Citi Breaks Up With Former Fund Of Funds, Which Just Happens To Be Run By Anthony Scaramucci

There are many points on Anthony Scaramucci’s heroic journey from Port Washington to, uh, an even nicer part of Long Island, that could be pinpointed as the moment he arrived and fully self-actualized as the Mooch, the man we’d grow to know and love as the hedge fund industry’s premier emcee and the shortest-serving White House press secretary in history. Was it when he managed to leverage a B.A. from Tufts into a J.D. from Harvard? When he got that first job at Goldman Sachs? When he got fired from the same? When he sold his first money-management business? When he founded SkyBridge in 2005? When he weathered—barely—the financial crisis? When he launched SALT in 2009?

The truth is, even after those Moochy milestones, Scaramucci remained as small a fry as his 5’ 8” stature until, faking it until he made it through smoke and mirrors wheeled a deal for Citigroup’s fund of hedge funds business—then three times the size of SkyBridge—in 2010, Citi having realized some years earlier than Scaramucci that the fund of hedge funds business was not worth being in.

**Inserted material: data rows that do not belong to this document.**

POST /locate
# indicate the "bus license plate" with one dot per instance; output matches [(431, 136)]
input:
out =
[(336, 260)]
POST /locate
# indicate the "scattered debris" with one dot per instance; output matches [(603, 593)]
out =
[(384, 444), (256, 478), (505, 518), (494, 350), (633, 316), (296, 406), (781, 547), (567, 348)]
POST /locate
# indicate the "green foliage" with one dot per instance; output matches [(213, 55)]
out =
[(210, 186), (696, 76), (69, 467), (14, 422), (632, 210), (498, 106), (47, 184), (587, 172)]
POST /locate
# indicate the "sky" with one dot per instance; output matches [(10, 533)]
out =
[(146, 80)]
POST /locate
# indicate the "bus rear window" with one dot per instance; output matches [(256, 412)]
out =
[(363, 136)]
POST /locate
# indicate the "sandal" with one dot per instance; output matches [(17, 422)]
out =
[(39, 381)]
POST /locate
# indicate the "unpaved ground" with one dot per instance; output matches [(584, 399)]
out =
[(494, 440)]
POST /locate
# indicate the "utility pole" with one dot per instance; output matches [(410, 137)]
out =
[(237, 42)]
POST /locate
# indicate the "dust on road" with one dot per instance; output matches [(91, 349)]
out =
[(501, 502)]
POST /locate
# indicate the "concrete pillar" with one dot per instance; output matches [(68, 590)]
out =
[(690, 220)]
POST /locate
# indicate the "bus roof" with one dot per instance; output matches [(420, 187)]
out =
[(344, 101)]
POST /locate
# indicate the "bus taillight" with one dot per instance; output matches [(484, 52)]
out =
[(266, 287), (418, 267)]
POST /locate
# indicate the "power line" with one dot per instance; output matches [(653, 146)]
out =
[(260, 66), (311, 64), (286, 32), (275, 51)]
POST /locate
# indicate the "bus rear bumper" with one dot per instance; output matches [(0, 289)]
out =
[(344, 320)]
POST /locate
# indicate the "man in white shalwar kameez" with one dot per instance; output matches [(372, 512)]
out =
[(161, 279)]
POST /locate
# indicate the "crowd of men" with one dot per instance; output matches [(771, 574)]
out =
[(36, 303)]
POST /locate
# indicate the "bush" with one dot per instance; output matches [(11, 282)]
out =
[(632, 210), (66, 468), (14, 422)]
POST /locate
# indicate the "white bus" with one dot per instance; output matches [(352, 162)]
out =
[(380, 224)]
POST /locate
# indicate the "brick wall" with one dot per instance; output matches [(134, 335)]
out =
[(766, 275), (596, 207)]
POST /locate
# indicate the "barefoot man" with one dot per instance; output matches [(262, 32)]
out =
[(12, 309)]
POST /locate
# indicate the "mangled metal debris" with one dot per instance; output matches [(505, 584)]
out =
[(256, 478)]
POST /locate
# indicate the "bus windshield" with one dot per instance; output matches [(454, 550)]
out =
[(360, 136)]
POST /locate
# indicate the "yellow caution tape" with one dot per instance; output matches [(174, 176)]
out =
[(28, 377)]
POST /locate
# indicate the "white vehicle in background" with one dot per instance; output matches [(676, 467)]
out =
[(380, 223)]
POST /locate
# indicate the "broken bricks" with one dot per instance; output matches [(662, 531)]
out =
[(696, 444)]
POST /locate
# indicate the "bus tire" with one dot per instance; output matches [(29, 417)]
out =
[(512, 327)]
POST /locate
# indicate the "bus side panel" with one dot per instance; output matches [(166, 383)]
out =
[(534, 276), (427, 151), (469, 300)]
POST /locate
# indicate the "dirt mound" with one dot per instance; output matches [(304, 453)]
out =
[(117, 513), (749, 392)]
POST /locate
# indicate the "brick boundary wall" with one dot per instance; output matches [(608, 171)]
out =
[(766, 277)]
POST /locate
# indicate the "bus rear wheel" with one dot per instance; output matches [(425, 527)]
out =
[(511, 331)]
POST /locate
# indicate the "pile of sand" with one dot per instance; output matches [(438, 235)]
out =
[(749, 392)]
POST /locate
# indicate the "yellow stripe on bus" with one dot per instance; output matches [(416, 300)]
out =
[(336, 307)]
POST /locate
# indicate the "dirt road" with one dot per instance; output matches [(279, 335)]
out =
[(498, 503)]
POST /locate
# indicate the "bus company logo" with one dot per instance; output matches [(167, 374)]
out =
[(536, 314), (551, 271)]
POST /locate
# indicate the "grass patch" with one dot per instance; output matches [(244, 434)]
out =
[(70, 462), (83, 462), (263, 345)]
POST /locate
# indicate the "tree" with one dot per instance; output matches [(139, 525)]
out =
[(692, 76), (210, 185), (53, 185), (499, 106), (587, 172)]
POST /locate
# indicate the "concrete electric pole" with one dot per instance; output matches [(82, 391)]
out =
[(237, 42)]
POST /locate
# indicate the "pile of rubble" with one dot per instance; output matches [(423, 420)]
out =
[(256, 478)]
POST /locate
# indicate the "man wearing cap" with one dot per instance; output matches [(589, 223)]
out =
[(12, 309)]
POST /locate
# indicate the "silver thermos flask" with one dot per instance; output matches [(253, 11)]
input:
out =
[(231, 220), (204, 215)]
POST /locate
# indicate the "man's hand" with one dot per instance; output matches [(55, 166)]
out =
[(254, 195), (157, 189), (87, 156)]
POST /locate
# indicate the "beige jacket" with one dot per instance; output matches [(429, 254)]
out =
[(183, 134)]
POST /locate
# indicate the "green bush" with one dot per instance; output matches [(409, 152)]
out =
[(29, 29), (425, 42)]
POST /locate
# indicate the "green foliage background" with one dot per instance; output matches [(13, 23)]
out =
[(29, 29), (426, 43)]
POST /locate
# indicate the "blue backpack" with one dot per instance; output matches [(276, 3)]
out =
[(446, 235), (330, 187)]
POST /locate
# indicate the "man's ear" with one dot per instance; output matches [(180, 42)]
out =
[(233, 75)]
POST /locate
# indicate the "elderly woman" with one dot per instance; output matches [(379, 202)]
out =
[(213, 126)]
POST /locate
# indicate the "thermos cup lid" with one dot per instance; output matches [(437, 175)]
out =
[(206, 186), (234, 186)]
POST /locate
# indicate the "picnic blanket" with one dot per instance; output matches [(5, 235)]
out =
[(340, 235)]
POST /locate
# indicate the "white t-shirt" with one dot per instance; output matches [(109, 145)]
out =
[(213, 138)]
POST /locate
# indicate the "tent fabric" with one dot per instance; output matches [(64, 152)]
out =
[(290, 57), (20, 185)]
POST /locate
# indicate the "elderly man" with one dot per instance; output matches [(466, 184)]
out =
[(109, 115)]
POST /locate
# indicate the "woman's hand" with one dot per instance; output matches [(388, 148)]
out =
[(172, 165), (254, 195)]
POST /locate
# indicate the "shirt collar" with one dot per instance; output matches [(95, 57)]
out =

And for a decade since, the relationship between Citi and its former funds of funds—now operating under the M.O.O.C.H. System—remained strong, through West Palm Beach bike shares and restaurant reviews that would make even Guy Fieri flinch; through cringingly bad analogies and acknowledgments that sometimes Scaramucci is too distracted by other things to pay attention to his business; through the Mooch’s enthusiastic boarding of the Trump train to his exit therefrom; from his failures at getting divorced, selling Skybridge, getting a White House job and keeping a White House job; through the many sitcom-like permutations of his not-so-triumphant return to the fund of hedge funds business; through the cancellation of SALT and its return and then cancellation again; through the not-particularly-well-received suggestion that hedge funds need bailout money, too. Through it all, Citi has stuck by Scaramucci. But a 22% drop during the worst quarter in market history? This is the bridge too far for Citi and its old fund of funds.